The Official Site of Abrendal Austin

Excerpt - 'A Fugitive's Wife'


     In Valdosta, Georgia, folks set outside day and night. It didn’t matter if it was ninety degrees and the humidity reached eighty percent. Inside their shabby duplexes, there were probably less flies to swat. Children ran around barefoot wearing what skimpy clothes they could get by with. Short pants showed off mosquito bites on their dusty legs, and flies buzzed around their sticky hands and brown faces. They still enjoyed playing hide and seek, climbing pecan trees, making mud pies and chasing squawking chickens around the yard.

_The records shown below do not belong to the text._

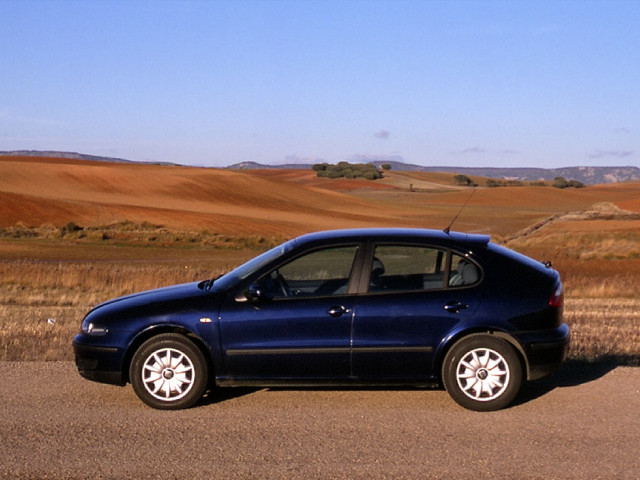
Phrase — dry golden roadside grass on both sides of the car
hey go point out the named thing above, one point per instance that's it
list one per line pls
(603, 315)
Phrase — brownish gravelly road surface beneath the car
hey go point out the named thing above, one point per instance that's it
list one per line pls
(584, 423)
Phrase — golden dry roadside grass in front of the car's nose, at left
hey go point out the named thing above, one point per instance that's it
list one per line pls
(44, 303)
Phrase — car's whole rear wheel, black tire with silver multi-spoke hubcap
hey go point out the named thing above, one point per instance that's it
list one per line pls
(482, 373)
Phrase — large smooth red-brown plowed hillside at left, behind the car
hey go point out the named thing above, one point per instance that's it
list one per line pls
(37, 191)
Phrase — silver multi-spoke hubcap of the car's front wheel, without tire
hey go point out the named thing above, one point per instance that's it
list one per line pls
(168, 374)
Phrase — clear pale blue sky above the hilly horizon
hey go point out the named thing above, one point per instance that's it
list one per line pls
(460, 83)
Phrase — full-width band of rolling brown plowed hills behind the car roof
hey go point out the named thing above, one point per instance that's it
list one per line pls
(276, 202)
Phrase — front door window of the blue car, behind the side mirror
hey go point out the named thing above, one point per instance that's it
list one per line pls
(322, 272)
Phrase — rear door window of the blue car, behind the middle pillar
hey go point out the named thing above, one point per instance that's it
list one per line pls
(398, 268)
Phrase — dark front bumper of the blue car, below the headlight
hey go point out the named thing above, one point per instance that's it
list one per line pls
(98, 363)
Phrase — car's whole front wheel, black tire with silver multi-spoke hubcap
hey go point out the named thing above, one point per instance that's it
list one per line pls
(169, 372)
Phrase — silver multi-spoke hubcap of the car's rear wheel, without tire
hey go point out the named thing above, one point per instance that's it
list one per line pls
(483, 374)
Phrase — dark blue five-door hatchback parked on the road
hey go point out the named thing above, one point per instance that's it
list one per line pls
(349, 307)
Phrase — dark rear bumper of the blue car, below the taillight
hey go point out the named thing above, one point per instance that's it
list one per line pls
(546, 352)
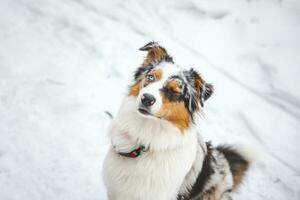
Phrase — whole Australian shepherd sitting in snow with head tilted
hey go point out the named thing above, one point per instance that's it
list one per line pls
(156, 151)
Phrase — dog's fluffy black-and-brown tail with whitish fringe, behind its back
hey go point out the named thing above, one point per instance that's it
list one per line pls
(239, 159)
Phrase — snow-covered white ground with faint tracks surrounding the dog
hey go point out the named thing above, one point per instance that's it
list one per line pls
(63, 63)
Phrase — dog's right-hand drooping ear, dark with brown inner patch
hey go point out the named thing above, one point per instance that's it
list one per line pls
(204, 90)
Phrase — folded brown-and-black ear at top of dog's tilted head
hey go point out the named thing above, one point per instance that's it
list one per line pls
(156, 54)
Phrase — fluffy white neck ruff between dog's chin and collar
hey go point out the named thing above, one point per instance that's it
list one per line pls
(130, 130)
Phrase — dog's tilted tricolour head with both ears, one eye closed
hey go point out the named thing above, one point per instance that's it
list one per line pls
(166, 92)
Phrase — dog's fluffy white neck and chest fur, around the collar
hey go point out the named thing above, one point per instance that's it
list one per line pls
(156, 174)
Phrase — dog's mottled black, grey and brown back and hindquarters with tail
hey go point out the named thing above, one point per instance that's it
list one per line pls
(222, 171)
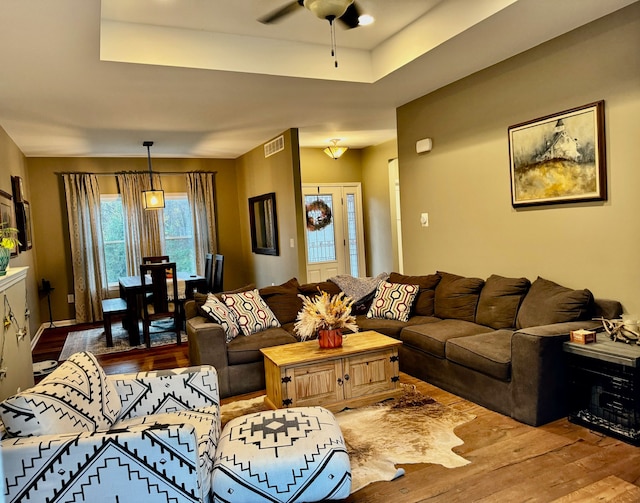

     Grown folks sat on stoops, milk crates and old wooden porches. In between fanning annoying flies and slapping mosquitoes, they sipped ice-cold Coca Colas, puffed cigarettes and gave little children extra change to run back and forth to the corner store. They lived outside almost as much as they did inside. Women forced their girls to sit still while they put tight braids into their hair to last until next week’s shampoo. When Miss Dixie Mae hollered down the lane and asked Miss Susie if she was going to Bible Study, she didn’t care that the whole neighborhood heard her. It was just too hot to walk six houses down the lane. So everybody knew if they were going to church.
     The most exciting thing that happened lately was Old Buster caught thirty-five catfish at Nash’s fishing hole. He sat on an old milk crate cleaning his catch in a banged-up washtub. The portable fan set up in the yard did little to cool the sweat dripping down his fat, naked belly.
     His wife, Dixie Mae, fried the cats up quick on that hot night. Folks came and brought huge, sweet watermelons, icecold beer, soda pop and banana pudding. After all the eating was over, the kids played hide and seek, fought over marbles and threw water balloons. The mamas and daddies sipped beer, played dominoes and pity-pat and sang along with Aretha Franklin and B.B. King on the stereo.
     The old folks sat around in rocking chairs, chewing tobacco, eating boiled peanuts and seeing who could tell the biggest tales. The teenagers discussed ways to get to college, the latest and greatest pop and soul singers and who would be the first on the lane to get rich.
     Life was like that in Valdosta, Georgia, in the 1970s. It’s probably pretty much the same today.